Unorna was left alone. She could not sit still in her extreme anxiety. It was agonising to think that the woman she longed to see was so near her, but that she could not, upon any reasonable pretext, go and knock at her door and see her and speak to her. She felt also a terrible doubt as to whether she would recognise her, at first sight, as the same woman whose shadow had passed between herself and the Wanderer on that eventful day a month ago. The shadow had been veiled, but she had a prescient consciousness of the features beneath the veil. Nevertheless, she might be mistaken. It would be necessary to seek her acquaintance by some excuse and endeavour to draw from her some portion of her story, enough to confirm Unorna’s suspicions, or to prove conclusively that they were unfounded. To do this, Unorna herself needed all her strength and coolness, and she was glad when a lay sister entered the room bringing her evening meal.

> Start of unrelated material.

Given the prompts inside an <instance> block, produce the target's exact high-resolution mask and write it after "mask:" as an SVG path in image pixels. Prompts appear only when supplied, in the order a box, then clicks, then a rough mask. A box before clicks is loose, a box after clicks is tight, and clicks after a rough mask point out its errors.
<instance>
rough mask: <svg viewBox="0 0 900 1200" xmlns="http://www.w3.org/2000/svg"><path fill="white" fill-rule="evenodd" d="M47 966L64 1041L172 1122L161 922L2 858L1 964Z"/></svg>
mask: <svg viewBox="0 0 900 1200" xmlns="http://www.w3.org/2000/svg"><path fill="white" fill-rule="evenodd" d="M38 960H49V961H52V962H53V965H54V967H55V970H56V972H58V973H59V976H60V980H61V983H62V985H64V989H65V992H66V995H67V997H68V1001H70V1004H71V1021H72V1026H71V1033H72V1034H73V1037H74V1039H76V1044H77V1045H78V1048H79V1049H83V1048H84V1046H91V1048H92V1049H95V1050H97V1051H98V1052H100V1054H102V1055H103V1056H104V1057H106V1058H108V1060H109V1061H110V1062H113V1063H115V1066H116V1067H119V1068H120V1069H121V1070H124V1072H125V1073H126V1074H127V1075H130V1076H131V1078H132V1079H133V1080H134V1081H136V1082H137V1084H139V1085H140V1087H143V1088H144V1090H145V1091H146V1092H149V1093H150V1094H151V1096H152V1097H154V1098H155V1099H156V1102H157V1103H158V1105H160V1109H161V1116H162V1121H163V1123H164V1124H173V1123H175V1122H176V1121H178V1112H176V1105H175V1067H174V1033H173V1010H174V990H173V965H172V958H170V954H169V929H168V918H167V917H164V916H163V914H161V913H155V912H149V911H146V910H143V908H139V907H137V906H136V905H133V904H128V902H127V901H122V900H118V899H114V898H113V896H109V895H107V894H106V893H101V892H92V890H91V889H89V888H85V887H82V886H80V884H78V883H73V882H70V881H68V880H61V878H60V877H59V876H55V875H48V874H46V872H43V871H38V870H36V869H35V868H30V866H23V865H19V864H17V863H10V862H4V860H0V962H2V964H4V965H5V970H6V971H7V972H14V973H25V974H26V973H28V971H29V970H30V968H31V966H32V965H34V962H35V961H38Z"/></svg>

There were moments when Unorna, in favourable circumstances, was able to sink into the so-called state of second sight, by an act of volition, and she wished now that she could close her eyes and see the face of the woman who was only separated from her by two or three walls. But that was not possible in this case. To be successful she would have needed some sort of guiding thread, or she must have already known the person she wished to see. She could not command that inexplicable condition as she could dispose of her other powers, at all times and in almost all moods. She felt that if she were at present capable of falling into the trance state at all, her mind would wander uncontrolled in some other direction. There was nothing to be done but to have patience.